Under that approach, field tests for a given pesticide typically involve applying the chemical to a plot of a single type of crop, then estimating the impact on organisms. But Topping argues that ignores the reality that farmers often use multiple different chemicals on their lands, which can introduce interactive effects that the tests don’t account for.

Such tests also fail to account for the cumulative effects of pesticide use across time. If the reproductive health of a population of birds is hurt a little each time a pesticide is applied, their ability to recover gradually slows. Eventually, they’re not able to rebound like they may have after an initial test of the pesticide—and the birds’ numbers permanently decline.

Using just one plot as a representative sample also doesn’t provide an accurate picture of species’ ability to recover in other locations. For example, say a specific species of pollinator is lost after a spray of insecticide. If there isn’t other habitat nearby hosting more of the bugs, they might not be able to return and recover their numbers.

“Certainly the single-crop, single-product approach to pesticide risk assessment does not reflect the reality out in the field,” says Valery Forbes, an ecotoxicologist at the University of Minnesota, who was not involved in the study. “I think the authors capture some of the major flaws in current approaches to pesticide risk assessment.”
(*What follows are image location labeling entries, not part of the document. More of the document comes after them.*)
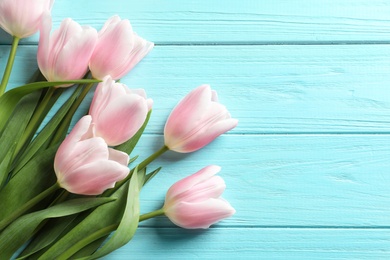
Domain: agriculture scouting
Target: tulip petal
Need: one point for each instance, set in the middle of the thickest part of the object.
(84, 152)
(187, 114)
(78, 131)
(118, 156)
(210, 188)
(187, 183)
(79, 48)
(127, 114)
(115, 42)
(22, 18)
(94, 178)
(200, 214)
(205, 137)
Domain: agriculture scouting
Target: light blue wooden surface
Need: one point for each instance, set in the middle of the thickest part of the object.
(307, 168)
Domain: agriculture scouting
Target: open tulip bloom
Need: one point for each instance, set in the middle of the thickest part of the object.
(118, 49)
(63, 189)
(196, 121)
(194, 202)
(22, 18)
(117, 111)
(85, 165)
(65, 54)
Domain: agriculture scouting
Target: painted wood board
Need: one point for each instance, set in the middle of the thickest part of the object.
(258, 243)
(238, 22)
(307, 167)
(270, 89)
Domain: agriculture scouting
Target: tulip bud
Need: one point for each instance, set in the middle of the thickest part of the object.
(85, 165)
(117, 111)
(118, 49)
(194, 202)
(65, 54)
(196, 121)
(22, 18)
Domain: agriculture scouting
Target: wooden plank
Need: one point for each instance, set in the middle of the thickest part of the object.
(270, 89)
(256, 243)
(242, 22)
(287, 180)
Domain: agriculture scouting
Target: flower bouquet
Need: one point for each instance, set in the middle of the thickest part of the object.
(73, 192)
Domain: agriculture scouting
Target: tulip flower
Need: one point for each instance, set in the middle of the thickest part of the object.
(117, 111)
(118, 49)
(196, 121)
(85, 165)
(22, 18)
(194, 202)
(65, 54)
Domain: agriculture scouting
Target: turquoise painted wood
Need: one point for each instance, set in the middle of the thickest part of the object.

In the EU, government data on agricultural crops and inputs could be the key to a new way of pesticide testing, says Topping. Using this data, researchers can build sophisticated landscape models for different crops across various regions and climates, down to one meter in resolution. These can show how pesticides applied will move across the area, and what species are present. “This is really quite a lot like a SimCity game,” says Topping. “You’ll have the farmers who are going out in the model and monitoring their crops, applying the herbicides, pesticides, insecticides, fertilizers, changing the crops in the fields. And the animals will be moving around inside this kind of virtual reality … So these are very detailed models.”

This type of modelling would help farmers make more informed decisions on which pesticides to use and in what quantities, as well as understand how long it takes organisms to recover. Continued data from farmers and scientists could help make the information more accurate too.

Still, Topping says the environmental risks need to be balanced with the reality of needing enough crops. “We want these pesticides because they’re needed to kill the pests which are otherwise threatening food production,” he says. “There has to be a balance, and part of that balance is understanding the real effects on the environment.”

In the States, it would likely be more challenging to implement such a system, says Anne Fairbrother, an ecotoxicologist with Exponent, a consulting company. “Most states don’t even collect data in terms of pesticide use at the farm level.” Even so, the federal government could still improve guidelines for assessing impacts on non-pest organisms, adds Fairbrother, who has also worked for the EPA. Instead of just calling a pesticide safe or not, as the current process does, updated guidelines could convey a more precise level of risk. Another improvement would be addressing how a chemical affects the recovery of endangered or sensitive species. “None of our toxicity testing and risk assessment really asks the question of how is this pesticide actually going to affect the populations of things that we’re concerned about,” says Fairbrother.

Toppings adds that a future system based on modelling and monitoring agricultural landscapes wouldn’t necessarily be more restrictive. Instead, it would help create tailored “prescriptions” for what pesticides to use for a given pest in a given region. It’s even possible that fewer chemicals would be banned outright—their application would more likely be constricted to a given window in which the timing and amount is least likely to affect non-pest species. “[It would be] very much like going to the doctor and getting a prescription for antibiotics,” says Topping. “If you’ve got a really bad disease, you can get a very strong [medication] but you’re not going to get that for everything because just like antibiotics, it’s not good to use very strong pesticides.”